Page 1 of 1
login
Posted: Wed Aug 27, 2008 7:44 pm
by mockorange
Currently, the admin section of my site has no protection, and anyone can get into it. I want to create a login situation, which i can do, but i was wondering how do i make it so that people cant access admin.php without logging in first?
Re: login
Posted: Wed Aug 27, 2008 7:51 pm
by califdon
mockorange wrote:Currently, the admin section of my site has no protection, and anyone can get into it. I want to create a login situation, which i can do, but i was wondering how do i make it so that people cant access admin.php without logging in first?
Well, you have to login on
some page, so why not incorporate that into admin.php?
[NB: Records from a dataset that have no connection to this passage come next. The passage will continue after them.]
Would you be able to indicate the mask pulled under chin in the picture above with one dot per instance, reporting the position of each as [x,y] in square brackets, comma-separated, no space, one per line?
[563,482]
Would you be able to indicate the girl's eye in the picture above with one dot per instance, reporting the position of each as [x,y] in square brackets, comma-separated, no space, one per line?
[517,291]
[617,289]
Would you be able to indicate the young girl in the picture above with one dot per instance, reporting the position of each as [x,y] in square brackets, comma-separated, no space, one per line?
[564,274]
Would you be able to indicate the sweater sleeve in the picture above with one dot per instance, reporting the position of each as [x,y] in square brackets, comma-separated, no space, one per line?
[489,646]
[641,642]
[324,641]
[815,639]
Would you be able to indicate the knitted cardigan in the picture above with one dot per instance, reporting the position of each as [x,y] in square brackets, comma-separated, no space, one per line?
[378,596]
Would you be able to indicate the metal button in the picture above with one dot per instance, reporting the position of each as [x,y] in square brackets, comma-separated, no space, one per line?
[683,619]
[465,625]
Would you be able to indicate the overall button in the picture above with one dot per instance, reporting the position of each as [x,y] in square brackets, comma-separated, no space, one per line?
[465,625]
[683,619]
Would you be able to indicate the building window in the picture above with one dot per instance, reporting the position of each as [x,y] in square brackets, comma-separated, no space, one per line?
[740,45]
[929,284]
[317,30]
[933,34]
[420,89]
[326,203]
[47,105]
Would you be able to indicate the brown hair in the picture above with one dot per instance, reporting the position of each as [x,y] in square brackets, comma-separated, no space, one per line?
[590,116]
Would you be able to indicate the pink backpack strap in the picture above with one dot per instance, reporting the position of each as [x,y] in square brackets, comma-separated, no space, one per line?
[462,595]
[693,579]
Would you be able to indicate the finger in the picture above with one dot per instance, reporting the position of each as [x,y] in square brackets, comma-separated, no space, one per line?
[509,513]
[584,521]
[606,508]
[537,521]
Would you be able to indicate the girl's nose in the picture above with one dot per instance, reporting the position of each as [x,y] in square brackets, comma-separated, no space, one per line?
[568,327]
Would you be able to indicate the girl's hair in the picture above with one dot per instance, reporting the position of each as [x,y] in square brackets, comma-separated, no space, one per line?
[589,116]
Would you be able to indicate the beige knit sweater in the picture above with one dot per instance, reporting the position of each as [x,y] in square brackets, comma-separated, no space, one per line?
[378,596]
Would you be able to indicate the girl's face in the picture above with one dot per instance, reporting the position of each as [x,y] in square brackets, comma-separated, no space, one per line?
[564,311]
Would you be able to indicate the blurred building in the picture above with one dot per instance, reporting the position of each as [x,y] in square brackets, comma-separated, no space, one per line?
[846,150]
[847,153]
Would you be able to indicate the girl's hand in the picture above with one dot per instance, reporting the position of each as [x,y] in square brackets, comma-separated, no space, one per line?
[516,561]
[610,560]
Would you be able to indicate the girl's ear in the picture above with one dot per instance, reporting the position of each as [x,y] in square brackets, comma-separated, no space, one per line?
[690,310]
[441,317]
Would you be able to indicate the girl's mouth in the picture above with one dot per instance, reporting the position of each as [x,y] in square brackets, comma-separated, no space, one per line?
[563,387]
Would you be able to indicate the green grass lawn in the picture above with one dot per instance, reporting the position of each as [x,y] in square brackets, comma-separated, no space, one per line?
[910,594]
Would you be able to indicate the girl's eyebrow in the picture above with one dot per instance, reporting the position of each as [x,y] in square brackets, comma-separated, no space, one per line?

Well, of course, you could use a different file that calls admin.php if the user is authenticated, but if you were going to do that, you should change the name of admin.php, since that's so commonly used, any hacker would know to try that anyway.
The only other way is to use an .htaccess file that refers to a .passwd file, if it's an Apache web server.
Re: login
Posted: Wed Aug 27, 2008 8:35 pm
by mockorange
thanks for the advice

Re: login
Posted: Thu Aug 28, 2008 1:19 am
by Zoxive
You could put something like.. on top of your admin.php page.
Very basic version..
Code: Select all
<?php
if(!$user->loggedin()){ // if not logged in
header("Location: my_url_here"); // redirect
exit();
}
Re: login
Posted: Thu Aug 28, 2008 7:47 am
by wolfwood16
you can use session to check the authentication and validity of the user.. plus the script suggested by Zoxive to redirect the user if not logged in.